Thousands of Filipinos apply for work abroad because of lack of opportunities in the country. Most overseas migrant workers end up in the Middle East. (Photo by Angie de Silva)
Catholic Church leaders in the Philippines have appealed for the release of three Filipino migrant workers abducted in Libya.
The three, who were working as technicians, were abducted on July 6, the Philippines Foreign Ministry reported. Two Filipino women abducted on the same day in Iraq have since been released, it emerged on July 9.
"We thank God for the successful rescue of our two compatriots," Foreign Affairs Secretary Alan Peter Cayetano said in a statement.
"Their safe recovery would not have been possible without the swift response of our Iraqi friends and for that we are very grateful," he said.
Catholic Church leaders in Manila had earlier appealed to authorities "to exhaust all means" to free the Filipinos.
What the Filipino workers wanted was "to make lives of all better," said Bishop Ruperto Santos of Balanga, head of the Episcopal Commission on Migrants and Itinerant People.
"They migrate to other countries with the sole intention to serve and help their employers and their loved ones whom they left behind."
He also called on Catholics to pray for the "change of hearts of the kidnappers."
According to reports received by the Philippine embassy in Iraq, the Filipino women were heading to Baghdad from Erbil in the northern Kurdistan region when armed men stopped their vehicle on a highway.

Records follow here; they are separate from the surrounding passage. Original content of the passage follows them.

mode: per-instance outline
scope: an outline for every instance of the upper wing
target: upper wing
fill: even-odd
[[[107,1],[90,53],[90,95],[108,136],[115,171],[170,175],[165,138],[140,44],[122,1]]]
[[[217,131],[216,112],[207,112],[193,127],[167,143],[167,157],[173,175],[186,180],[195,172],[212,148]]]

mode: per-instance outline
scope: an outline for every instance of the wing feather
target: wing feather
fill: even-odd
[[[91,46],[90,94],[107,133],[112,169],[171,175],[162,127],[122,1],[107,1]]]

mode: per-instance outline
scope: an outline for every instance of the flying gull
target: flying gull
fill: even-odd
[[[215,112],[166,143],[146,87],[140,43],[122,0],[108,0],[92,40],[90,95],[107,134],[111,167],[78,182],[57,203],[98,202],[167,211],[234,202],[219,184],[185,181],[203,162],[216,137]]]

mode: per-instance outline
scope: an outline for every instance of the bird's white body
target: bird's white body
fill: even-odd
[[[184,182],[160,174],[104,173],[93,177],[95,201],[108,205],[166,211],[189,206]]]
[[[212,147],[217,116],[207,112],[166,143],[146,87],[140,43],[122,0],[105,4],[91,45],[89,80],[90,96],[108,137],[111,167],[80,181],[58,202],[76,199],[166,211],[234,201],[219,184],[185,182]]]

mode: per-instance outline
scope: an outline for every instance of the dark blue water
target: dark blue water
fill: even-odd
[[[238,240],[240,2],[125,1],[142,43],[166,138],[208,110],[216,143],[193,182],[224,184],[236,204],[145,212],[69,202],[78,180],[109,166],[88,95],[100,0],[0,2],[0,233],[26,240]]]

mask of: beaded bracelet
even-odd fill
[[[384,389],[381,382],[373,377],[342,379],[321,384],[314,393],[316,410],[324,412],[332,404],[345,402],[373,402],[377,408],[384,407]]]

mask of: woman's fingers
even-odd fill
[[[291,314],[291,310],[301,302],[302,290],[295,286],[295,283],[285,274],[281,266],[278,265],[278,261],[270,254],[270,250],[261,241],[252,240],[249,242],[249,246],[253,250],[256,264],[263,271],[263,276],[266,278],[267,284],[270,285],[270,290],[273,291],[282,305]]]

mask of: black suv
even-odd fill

In Libya, the Philippine embassy in Tripoli said three Filipino technicians were among four foreign nationals taken by armed men from a waterworks project site.
Charge d'affaires Mardomel Melicor said armed men entered the construction site located 500 kilometers from Tripoli and took five foreigners and four Libyan nationals.
The armed men later released one of the foreign workers and all the Libyans.
There are about 4,000 Filipinos working in Iraq, 3,000 of whom are based in Kurdistan.